Leadership/broad exposure: Article 38.2 requires, “The controller and processor shall support the DPO … by providing resources necessary to carry out those tasks and access to personal data and processing operations, and to maintain his or her expert knowledge.” DPOs will need to have leadership and project management experience, to be able to request, marshal and lead the resources need to carry out their roles. They also must be able to critically assess themselves for knowledge gaps and request training in those areas.
DPOs should have broad business experience to know the industries of the data controller and processor well enough to understand how privacy should be implemented to integrate smoothly with the way each company designs and markets its products and services and earns its revenues.
DPOs must be able to speak in the language of the average citizen, not in technical or legal jargon, to handle requests and complaints from data subjects. A common touch is helpful to DPOs in their role to protect data subjects’ rights.
Self-starter/board-level: Article 38.3 requires, “The controller and processor shall ensure that the DPO does not receive any instructions regarding the exercise of those tasks … The DPO shall directly report to the highest management level of the controller or the processor.” DPOs have to be self-starters, with the competence and skills to carry out the role without guidance and to know where to find necessary information. DPOs must also have board-level presence and be able to deal with experienced business people who will not know the intricacies of DPO functions. Licensed external auditors such as CPAs/CAs, who audit compliance with laws, standards, and practices, are independent of the auditee, and report to the board, would have this type of experience.

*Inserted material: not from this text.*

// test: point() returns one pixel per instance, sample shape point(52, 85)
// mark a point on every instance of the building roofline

Common touch/teaching: Article 38.4 allows data subjects to contact the DPO “with regard to all issues related to the processing of their personal data and to the exercise of their rights.” DPOs must be able to speak in the language of the average citizen, not in technical or legal jargon, to handle requests and complaints from data subjects. A common touch is helpful to DPOs in their role to protect data subjects’ rights. DPOs must also have skills in both legal training and awareness raising, to ensure all data subjects are aware of their rights and responsibilities and to help train others to assist data subjects on specific requests.
No-conflicts/credibility: Article 38.6 allows DPOs to fulfil other tasks as long as “any such tasks and duties do not result in a conflict of interests.” DPOs who are members of the data controller’s organisation may not perform roles that conflict with their DPO role. For example, a DPO also overseeing information security has a conflict when their security risk assessments and treatments are evaluated under their DPO role. DPOs should be dedicated or the role outsourced to an independent external DPO.
Article 39.1 states that DPOs are required “to cooperate with the supervisory authority … [and] act as the contact point for the supervisory authority on issues relating to processing.” A prior relationship with the data protection authority is helpful, or DPOs must be able to establish instant credibility based on their wide experience, knowledge, credentials and relationship skills.